Results: Therapies that increase the circulating concentrations of insulin, like sulfonylureas and related insulin secretagogues, have proven beneficial in the treatment of T2D. DPP-4 inhibitors and peptidyl GLP-1 (glucagon-like peptide-1) mimetics represent new anti-diabetic agents that increase insulin secretion in a glucose-dependent manner, with little or no risk of hypoglycemia. GPBAR1 (G Protein Bile Acid Receptor 1) is a G protein-coupled receptor activated by hydrophobic bile acids and is expressed in enteroendocrine intestinal L cells, which secrete GLP-1. GPBAR1 activation promotes GLP-1 secretion in a murine enteroendocrine cell line. In this study, we examined whether acute administration of compound A, a small molecule GPBAR1 agonist, improves glucose metabolism in mice and if this effect is associated with changes in circulating GLP-1 levels. We also tested the effect of compound A on gallbladder emptying in mice since GPBAR1 activation has been linked to the disruption of gallbladder smooth muscle function.

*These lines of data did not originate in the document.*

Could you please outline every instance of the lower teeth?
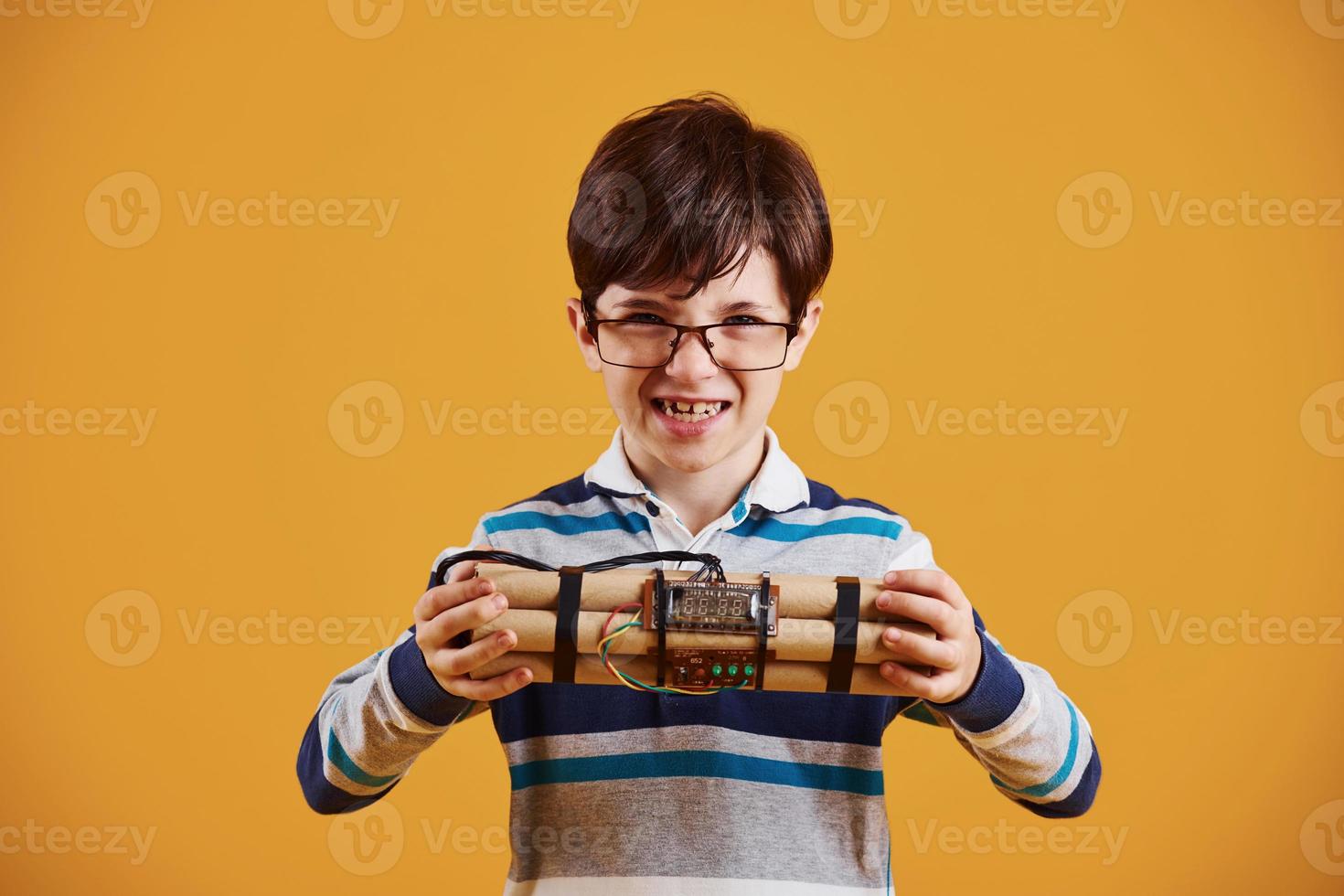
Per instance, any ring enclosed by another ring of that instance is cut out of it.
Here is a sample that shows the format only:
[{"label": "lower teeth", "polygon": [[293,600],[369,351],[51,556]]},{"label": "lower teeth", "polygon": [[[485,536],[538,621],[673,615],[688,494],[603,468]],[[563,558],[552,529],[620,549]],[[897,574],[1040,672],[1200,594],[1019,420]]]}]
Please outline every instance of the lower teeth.
[{"label": "lower teeth", "polygon": [[664,404],[664,406],[661,406],[661,411],[664,414],[667,414],[668,416],[671,416],[673,420],[680,420],[681,423],[696,423],[699,420],[707,420],[711,416],[716,416],[718,414],[722,414],[723,408],[720,407],[718,411],[704,411],[702,414],[695,414],[692,411],[671,411],[669,412],[667,410],[667,406]]}]

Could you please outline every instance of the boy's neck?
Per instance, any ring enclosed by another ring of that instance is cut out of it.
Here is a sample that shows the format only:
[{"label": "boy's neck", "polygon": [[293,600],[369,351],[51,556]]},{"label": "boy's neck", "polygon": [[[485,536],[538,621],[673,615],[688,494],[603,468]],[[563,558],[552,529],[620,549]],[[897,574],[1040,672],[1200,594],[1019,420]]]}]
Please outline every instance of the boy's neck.
[{"label": "boy's neck", "polygon": [[625,442],[625,457],[634,476],[669,504],[695,535],[728,512],[742,486],[761,469],[766,447],[765,427],[761,427],[757,438],[747,439],[741,449],[698,473],[669,467],[632,442]]}]

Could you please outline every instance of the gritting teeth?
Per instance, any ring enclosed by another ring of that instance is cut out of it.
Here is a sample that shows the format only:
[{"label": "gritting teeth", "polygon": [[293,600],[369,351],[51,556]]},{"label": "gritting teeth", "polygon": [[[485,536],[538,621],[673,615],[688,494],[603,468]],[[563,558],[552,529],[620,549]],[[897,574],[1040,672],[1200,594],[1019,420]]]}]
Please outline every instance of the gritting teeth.
[{"label": "gritting teeth", "polygon": [[667,402],[664,399],[657,399],[659,407],[664,414],[672,419],[681,420],[683,423],[694,423],[695,420],[707,420],[715,416],[723,410],[723,402]]}]

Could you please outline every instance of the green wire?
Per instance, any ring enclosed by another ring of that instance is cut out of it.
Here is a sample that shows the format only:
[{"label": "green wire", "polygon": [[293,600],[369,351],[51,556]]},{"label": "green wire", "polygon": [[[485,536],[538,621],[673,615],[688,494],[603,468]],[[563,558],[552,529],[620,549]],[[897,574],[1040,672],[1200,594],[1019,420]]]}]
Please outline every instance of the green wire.
[{"label": "green wire", "polygon": [[[642,622],[636,622],[636,621],[632,619],[630,622],[626,622],[625,625],[617,626],[617,629],[614,631],[610,631],[606,635],[603,635],[603,638],[610,638],[610,641],[603,641],[602,642],[602,665],[606,665],[606,652],[610,649],[612,641],[614,641],[614,638],[612,635],[621,634],[622,631],[625,631],[626,629],[630,629],[633,626],[640,626],[642,629],[644,623]],[[703,690],[699,695],[685,695],[685,693],[681,693],[679,690],[672,690],[672,689],[668,689],[668,688],[660,688],[659,685],[650,685],[648,682],[640,681],[634,676],[629,676],[629,674],[621,672],[620,669],[614,669],[614,672],[616,672],[616,674],[621,676],[622,678],[625,678],[630,684],[636,684],[636,685],[638,685],[641,688],[645,688],[648,690],[656,690],[659,693],[669,693],[669,695],[676,695],[676,696],[704,696],[704,695],[711,695],[711,693],[722,693],[724,690],[737,690],[738,688],[741,688],[741,686],[743,686],[746,684],[746,680],[743,678],[738,684],[728,685],[727,688],[715,688],[714,690]]]}]

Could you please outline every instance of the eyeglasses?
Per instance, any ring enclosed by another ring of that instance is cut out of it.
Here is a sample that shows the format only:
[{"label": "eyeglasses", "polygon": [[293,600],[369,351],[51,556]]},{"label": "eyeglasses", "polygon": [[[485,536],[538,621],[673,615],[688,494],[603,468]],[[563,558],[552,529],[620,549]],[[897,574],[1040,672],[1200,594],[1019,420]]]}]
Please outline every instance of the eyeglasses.
[{"label": "eyeglasses", "polygon": [[710,360],[726,371],[769,371],[784,364],[797,324],[653,324],[587,317],[597,353],[616,367],[663,367],[687,333],[699,333]]}]

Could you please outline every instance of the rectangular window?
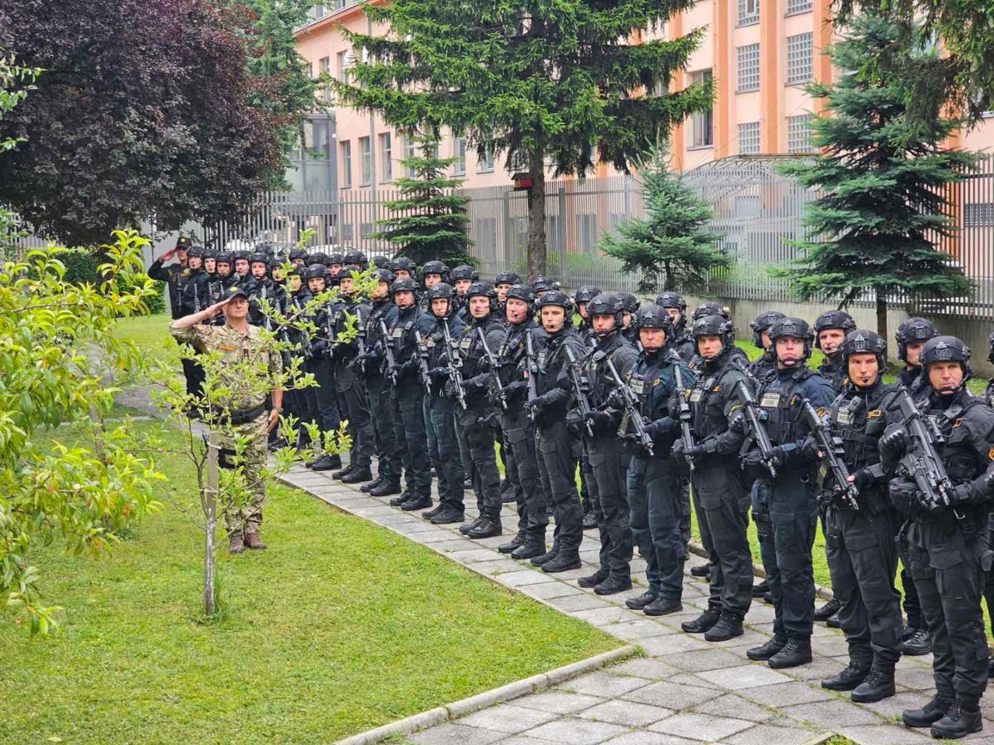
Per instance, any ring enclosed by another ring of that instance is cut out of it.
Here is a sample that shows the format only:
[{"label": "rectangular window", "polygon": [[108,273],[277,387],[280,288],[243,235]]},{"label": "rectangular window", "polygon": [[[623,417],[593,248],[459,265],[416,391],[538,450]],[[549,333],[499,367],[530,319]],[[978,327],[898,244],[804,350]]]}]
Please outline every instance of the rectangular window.
[{"label": "rectangular window", "polygon": [[739,70],[739,84],[737,93],[759,89],[759,45],[746,44],[736,47],[736,60]]},{"label": "rectangular window", "polygon": [[759,152],[759,122],[747,121],[739,125],[739,152],[742,155]]},{"label": "rectangular window", "polygon": [[811,144],[811,119],[813,114],[787,117],[787,152],[810,153],[814,147]]},{"label": "rectangular window", "polygon": [[352,186],[352,143],[346,140],[341,143],[342,148],[342,188],[348,189]]},{"label": "rectangular window", "polygon": [[461,176],[466,173],[466,138],[456,137],[452,140],[452,157],[455,158],[455,174]]},{"label": "rectangular window", "polygon": [[759,0],[739,0],[739,26],[759,23]]},{"label": "rectangular window", "polygon": [[[691,82],[704,83],[711,79],[711,71],[702,70],[692,73]],[[691,147],[711,147],[715,144],[715,111],[710,106],[704,111],[691,114],[690,117]]]},{"label": "rectangular window", "polygon": [[380,135],[380,181],[394,180],[394,161],[390,140],[390,132],[384,132]]},{"label": "rectangular window", "polygon": [[359,176],[360,184],[373,183],[373,143],[369,137],[359,138]]},{"label": "rectangular window", "polygon": [[811,32],[787,37],[787,84],[810,80],[813,74]]}]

Oral administration of compound A (mEC50= 25 nM) at 30 and 100 mg/kg led to an acute increase in plasma GLP-1 levels by 4- and 8-fold respectively vs. vehicle-treated mice. In addition, compound A, dosed 30 min before an oral glucose tolerance test (OGTT) led to a dose-dependent decrease in glucose excursion with complete suppression achieved at 30 mg/kg. Finally, compound A (30 mg/kg) and the positive control Devazepide (CCK-1 receptor antagonist) completely blocked both, CCK- and egg-yolk-induced gallbladder emptying.

In conclusion, small molecule GPBAR1 agonists represent a new class of GLP-1 secretagogues with potential for the management of diabetes. The effects of decreased gallbladder emptying by GPBAR1 and the potential to increase the risk of gallstone disease require further evaluation.